USP interview on Thursday. It was quite terrible. I was expecting them to ask current affairs stuff, but instead, they asked me questions about myself, most of which I didn't really prepare. Like "how have you tried to overcome your weakest subject area?" and "why do you like to play tennis?". I could see that they didn't look convinced. Oh well, I was probably nervous. It's my first interview and I just went to see how I'd fare. I'm almost certain I won't get in, but it doesn't really matter I guess. Ooh but I felt so under-dressed looking at the people (all girls) in the waiting room. Most of them were like wearing long-sleeve blouse and shoes. I just wore short-sleeve and I didn't wear proper shoes. At least I wore something that I was quite comfortable in.
I've made my decision and I told my mum that I don't think I would transfer. I sense that she was disappointed with my decision. I hope I was wrong. I don't want my mum to be disappointed, but at the same time, I just have to go with what's best for me and what I'll be happy with right?

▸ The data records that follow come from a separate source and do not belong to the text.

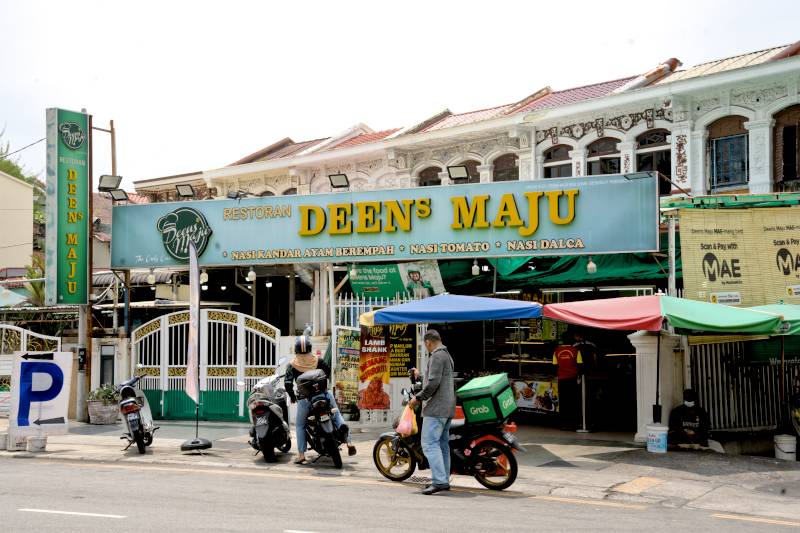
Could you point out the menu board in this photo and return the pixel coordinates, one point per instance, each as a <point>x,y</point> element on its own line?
<point>402,349</point>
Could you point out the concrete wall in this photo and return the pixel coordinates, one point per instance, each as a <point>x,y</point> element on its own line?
<point>16,222</point>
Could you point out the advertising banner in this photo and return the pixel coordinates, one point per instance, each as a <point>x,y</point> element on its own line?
<point>536,395</point>
<point>346,372</point>
<point>741,257</point>
<point>563,216</point>
<point>68,218</point>
<point>40,384</point>
<point>419,279</point>
<point>779,253</point>
<point>720,257</point>
<point>373,375</point>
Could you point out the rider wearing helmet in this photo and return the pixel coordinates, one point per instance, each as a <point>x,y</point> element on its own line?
<point>305,361</point>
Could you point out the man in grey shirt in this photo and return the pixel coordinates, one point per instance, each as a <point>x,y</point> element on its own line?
<point>438,411</point>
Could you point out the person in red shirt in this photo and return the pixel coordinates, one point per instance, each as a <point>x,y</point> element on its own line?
<point>569,361</point>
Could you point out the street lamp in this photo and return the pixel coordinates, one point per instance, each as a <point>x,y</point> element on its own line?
<point>108,183</point>
<point>185,191</point>
<point>339,181</point>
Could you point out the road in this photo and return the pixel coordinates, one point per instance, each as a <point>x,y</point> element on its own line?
<point>61,496</point>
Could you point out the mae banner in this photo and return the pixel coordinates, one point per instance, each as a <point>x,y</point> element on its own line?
<point>67,226</point>
<point>418,279</point>
<point>560,216</point>
<point>741,256</point>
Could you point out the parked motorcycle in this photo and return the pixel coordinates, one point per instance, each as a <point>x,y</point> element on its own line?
<point>321,434</point>
<point>484,451</point>
<point>136,413</point>
<point>270,417</point>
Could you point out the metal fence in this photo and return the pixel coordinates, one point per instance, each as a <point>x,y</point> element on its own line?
<point>738,394</point>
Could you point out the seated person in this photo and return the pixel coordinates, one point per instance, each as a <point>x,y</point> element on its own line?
<point>688,423</point>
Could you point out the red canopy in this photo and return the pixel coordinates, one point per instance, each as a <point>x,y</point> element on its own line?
<point>631,313</point>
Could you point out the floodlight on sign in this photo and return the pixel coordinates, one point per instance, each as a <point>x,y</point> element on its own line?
<point>118,195</point>
<point>185,191</point>
<point>108,183</point>
<point>339,181</point>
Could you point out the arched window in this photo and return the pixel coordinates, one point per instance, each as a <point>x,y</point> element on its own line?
<point>505,168</point>
<point>603,157</point>
<point>786,148</point>
<point>430,177</point>
<point>472,172</point>
<point>557,163</point>
<point>653,154</point>
<point>729,153</point>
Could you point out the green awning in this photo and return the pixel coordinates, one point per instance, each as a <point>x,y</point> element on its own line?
<point>790,313</point>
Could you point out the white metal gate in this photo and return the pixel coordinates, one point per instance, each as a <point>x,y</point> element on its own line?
<point>14,339</point>
<point>233,347</point>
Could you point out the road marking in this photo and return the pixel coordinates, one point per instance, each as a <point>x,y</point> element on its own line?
<point>758,519</point>
<point>638,485</point>
<point>49,511</point>
<point>600,503</point>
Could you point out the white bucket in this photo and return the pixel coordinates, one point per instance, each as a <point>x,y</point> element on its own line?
<point>15,443</point>
<point>657,438</point>
<point>785,447</point>
<point>37,444</point>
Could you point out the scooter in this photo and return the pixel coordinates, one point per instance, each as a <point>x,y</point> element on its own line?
<point>484,451</point>
<point>270,417</point>
<point>136,413</point>
<point>321,434</point>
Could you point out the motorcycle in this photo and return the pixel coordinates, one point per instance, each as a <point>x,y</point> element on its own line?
<point>270,417</point>
<point>321,434</point>
<point>136,413</point>
<point>484,451</point>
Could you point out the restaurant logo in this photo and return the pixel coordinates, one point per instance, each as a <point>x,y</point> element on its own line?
<point>181,226</point>
<point>713,268</point>
<point>787,263</point>
<point>72,135</point>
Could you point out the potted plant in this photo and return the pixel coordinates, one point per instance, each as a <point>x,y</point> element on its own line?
<point>102,405</point>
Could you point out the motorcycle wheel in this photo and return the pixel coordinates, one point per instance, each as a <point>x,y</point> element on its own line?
<point>494,464</point>
<point>267,449</point>
<point>286,446</point>
<point>139,438</point>
<point>387,459</point>
<point>333,451</point>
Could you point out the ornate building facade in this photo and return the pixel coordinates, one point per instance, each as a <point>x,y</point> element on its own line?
<point>726,126</point>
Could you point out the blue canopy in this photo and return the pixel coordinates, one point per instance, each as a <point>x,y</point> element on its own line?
<point>452,308</point>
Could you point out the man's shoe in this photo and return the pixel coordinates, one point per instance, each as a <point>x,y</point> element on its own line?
<point>433,489</point>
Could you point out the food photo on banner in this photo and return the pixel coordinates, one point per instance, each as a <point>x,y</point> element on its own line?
<point>418,279</point>
<point>374,388</point>
<point>346,372</point>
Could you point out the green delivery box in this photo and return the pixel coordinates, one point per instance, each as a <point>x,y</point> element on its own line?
<point>487,399</point>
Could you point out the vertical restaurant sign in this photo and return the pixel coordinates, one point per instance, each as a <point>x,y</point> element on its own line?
<point>373,375</point>
<point>68,217</point>
<point>348,358</point>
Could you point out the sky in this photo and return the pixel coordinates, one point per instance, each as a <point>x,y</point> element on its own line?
<point>197,85</point>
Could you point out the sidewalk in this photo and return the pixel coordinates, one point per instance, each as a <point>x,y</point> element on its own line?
<point>608,467</point>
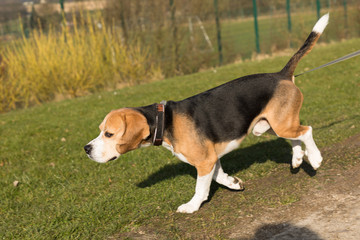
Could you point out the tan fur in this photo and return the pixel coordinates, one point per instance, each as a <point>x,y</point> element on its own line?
<point>282,111</point>
<point>129,128</point>
<point>220,148</point>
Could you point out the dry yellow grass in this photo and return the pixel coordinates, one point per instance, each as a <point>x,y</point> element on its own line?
<point>73,62</point>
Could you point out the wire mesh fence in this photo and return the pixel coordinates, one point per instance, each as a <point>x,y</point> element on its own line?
<point>184,36</point>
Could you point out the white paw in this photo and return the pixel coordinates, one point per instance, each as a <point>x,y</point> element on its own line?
<point>235,183</point>
<point>187,208</point>
<point>297,159</point>
<point>315,159</point>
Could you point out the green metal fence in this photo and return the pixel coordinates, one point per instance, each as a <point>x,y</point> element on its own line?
<point>184,36</point>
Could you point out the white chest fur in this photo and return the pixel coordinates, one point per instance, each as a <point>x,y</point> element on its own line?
<point>178,155</point>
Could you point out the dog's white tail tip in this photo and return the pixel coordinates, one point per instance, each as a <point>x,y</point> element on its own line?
<point>321,24</point>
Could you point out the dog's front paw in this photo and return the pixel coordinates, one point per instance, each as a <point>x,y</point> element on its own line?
<point>236,184</point>
<point>297,159</point>
<point>314,158</point>
<point>187,208</point>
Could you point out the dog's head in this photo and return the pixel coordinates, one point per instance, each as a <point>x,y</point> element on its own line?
<point>121,131</point>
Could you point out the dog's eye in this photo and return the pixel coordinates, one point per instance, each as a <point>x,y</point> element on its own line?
<point>109,135</point>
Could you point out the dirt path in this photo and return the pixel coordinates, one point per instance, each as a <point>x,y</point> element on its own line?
<point>284,205</point>
<point>329,211</point>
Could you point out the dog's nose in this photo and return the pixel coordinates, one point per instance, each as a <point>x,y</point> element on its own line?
<point>88,149</point>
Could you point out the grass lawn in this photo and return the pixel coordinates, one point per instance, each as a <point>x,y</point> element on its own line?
<point>63,194</point>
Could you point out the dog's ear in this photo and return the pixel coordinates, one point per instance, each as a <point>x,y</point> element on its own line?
<point>114,123</point>
<point>136,128</point>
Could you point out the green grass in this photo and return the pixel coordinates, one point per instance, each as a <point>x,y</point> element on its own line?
<point>62,194</point>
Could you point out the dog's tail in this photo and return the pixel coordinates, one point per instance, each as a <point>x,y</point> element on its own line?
<point>319,27</point>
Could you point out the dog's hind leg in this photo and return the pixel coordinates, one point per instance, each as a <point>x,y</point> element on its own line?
<point>224,179</point>
<point>282,113</point>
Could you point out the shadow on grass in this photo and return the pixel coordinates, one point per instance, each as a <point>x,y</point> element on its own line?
<point>284,231</point>
<point>278,150</point>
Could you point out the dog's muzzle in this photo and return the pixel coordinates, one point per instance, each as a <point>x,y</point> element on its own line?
<point>88,149</point>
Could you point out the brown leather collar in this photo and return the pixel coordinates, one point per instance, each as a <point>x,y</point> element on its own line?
<point>159,123</point>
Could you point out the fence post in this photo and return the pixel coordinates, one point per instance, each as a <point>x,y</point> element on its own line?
<point>256,27</point>
<point>345,12</point>
<point>289,18</point>
<point>175,41</point>
<point>218,31</point>
<point>288,13</point>
<point>318,6</point>
<point>62,5</point>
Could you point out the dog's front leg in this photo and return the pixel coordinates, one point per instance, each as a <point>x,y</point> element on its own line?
<point>201,193</point>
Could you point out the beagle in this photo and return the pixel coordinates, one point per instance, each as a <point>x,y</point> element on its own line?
<point>201,129</point>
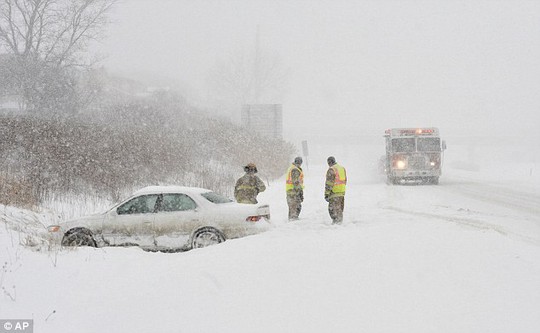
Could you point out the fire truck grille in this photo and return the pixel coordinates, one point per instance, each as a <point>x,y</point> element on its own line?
<point>417,162</point>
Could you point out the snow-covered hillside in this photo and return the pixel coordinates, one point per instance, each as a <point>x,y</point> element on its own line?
<point>463,256</point>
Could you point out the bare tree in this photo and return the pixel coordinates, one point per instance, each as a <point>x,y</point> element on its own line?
<point>46,41</point>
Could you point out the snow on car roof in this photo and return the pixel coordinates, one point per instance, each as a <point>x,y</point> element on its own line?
<point>170,189</point>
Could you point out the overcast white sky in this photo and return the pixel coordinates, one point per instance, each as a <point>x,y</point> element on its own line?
<point>463,66</point>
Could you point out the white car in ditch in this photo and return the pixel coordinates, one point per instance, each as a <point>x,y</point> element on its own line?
<point>166,218</point>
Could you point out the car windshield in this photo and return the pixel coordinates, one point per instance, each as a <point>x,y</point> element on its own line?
<point>429,144</point>
<point>215,197</point>
<point>403,145</point>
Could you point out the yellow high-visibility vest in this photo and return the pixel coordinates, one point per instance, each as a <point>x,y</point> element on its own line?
<point>341,179</point>
<point>289,183</point>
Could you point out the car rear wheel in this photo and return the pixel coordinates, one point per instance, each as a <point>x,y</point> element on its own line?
<point>205,237</point>
<point>78,237</point>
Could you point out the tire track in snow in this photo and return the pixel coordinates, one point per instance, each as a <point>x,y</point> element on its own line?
<point>478,224</point>
<point>498,195</point>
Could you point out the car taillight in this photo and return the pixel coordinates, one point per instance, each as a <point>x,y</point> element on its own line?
<point>253,218</point>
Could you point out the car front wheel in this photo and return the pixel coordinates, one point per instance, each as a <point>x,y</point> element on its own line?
<point>78,237</point>
<point>205,237</point>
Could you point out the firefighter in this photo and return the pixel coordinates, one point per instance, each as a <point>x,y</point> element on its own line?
<point>334,190</point>
<point>248,186</point>
<point>294,186</point>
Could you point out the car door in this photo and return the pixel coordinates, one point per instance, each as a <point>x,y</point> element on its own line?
<point>132,223</point>
<point>177,216</point>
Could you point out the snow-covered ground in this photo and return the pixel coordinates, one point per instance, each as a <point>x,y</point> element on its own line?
<point>463,256</point>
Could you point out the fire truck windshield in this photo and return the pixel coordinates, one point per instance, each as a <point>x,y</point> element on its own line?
<point>403,145</point>
<point>429,144</point>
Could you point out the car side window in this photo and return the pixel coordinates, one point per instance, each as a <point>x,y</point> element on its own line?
<point>143,204</point>
<point>175,202</point>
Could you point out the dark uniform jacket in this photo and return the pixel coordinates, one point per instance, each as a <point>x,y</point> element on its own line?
<point>247,188</point>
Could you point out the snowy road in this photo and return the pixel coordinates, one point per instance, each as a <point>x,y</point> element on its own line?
<point>463,256</point>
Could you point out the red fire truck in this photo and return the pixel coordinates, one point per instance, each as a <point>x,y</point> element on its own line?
<point>413,155</point>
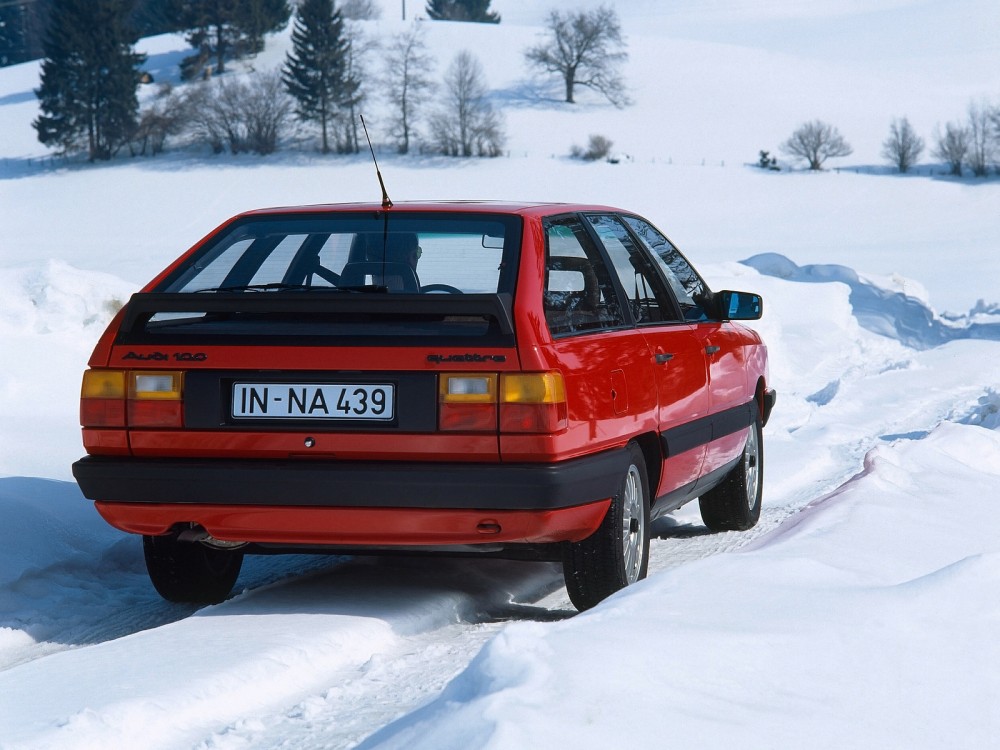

And I think my mum is quite unhappy that I've been going out every single day. Can't be helped; there's nothing much to do at home! Actually there are stuff to do, like packing. I still haven't finished packing yet, only left with GP stuff, which looks really intimidating. But I'll be so bored at home! And I don't think next week will be much different. There's lunch with Huiling, going to Bukit Ho Swee, bible study, going out with Jessie Huiling Wendy, etc. Just hope I don't spend so much money. Nowadays, I'm really tempted to buy CDs. I'm trying to cut down on dl-ing and burning songs, but still not very successful.
Oh ya, the song that Anthony sang during American Idol on Wednesday is stuck in my head!